Design thinking, design, Change by Design, other things

I finished Tim Brown’s Change by Design last night.

From what I understand, Tim Brown, along with some other folk, popularised the term design-thinking, and it was design-thinking that resonated with the business-type folk as a way to tackle the need to innovate in order to stay profitable.

Change by Design is, in part a set of stories about how IDEO tackled different challenges, and in part, a recounting of approaches and methods to take a design approach to a problem.

There are some nice insights in the book.

“For design thinkers, however, behaviours are never right or wrong, but they are always meaningful”.

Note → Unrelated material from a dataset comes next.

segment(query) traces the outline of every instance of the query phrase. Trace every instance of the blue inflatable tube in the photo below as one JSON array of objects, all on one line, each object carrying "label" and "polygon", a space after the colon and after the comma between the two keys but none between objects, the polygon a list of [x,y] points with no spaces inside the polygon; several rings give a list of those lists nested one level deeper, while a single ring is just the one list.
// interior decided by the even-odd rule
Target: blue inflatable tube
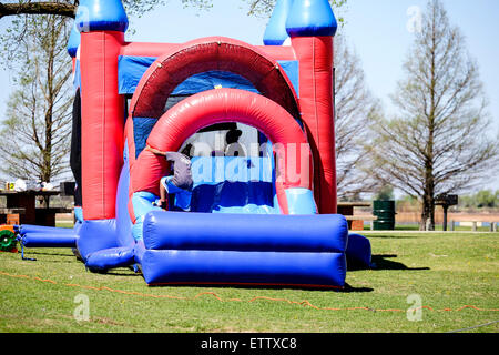
[{"label": "blue inflatable tube", "polygon": [[149,285],[252,284],[345,285],[343,253],[233,251],[145,251],[142,273]]},{"label": "blue inflatable tube", "polygon": [[346,256],[348,265],[370,267],[371,247],[369,240],[360,234],[349,234]]},{"label": "blue inflatable tube", "polygon": [[344,253],[344,216],[211,213],[147,213],[147,250]]},{"label": "blue inflatable tube", "polygon": [[21,236],[26,247],[75,247],[75,234],[27,233]]},{"label": "blue inflatable tube", "polygon": [[45,234],[74,234],[73,229],[60,229],[53,226],[41,226],[41,225],[31,225],[31,224],[22,224],[17,229],[19,234],[23,235],[27,233],[45,233]]}]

A paragraph about “thoughtless acts”, as described by Jane Fulton Suri, psychologist and pioneer of human factors research. “Thoughtless acts” are the stuff we do everyday without thinking, like propping the door open with our shoe or sticky taping different power cords to the wall so they don’t get in our way.

I really liked this sentence about first time experiences in stressful situations, like first time in the emergency ward at hospital after an accident or the first time you check out an aged care facility for your elderly parents. “In these situations we look at everything with a much higher level of acuity because nothing is familiar and we have not fallen into the routines that make daily life manageable.”

I also liked the piece about convergent and divergent thinking. “Woven into the very fabric or culture is an emphasis on thinking based upon logic and deduction”. Psychologist Richard Nisbett coined the term “geography of thought”.

And the piece on the difference between analysis and synthesis. “Synthesis, the act of extracting meaninful patterns from masses of raw information, is a fundamentally creative act; the data are just that-data-and the facts never speak for themselves”.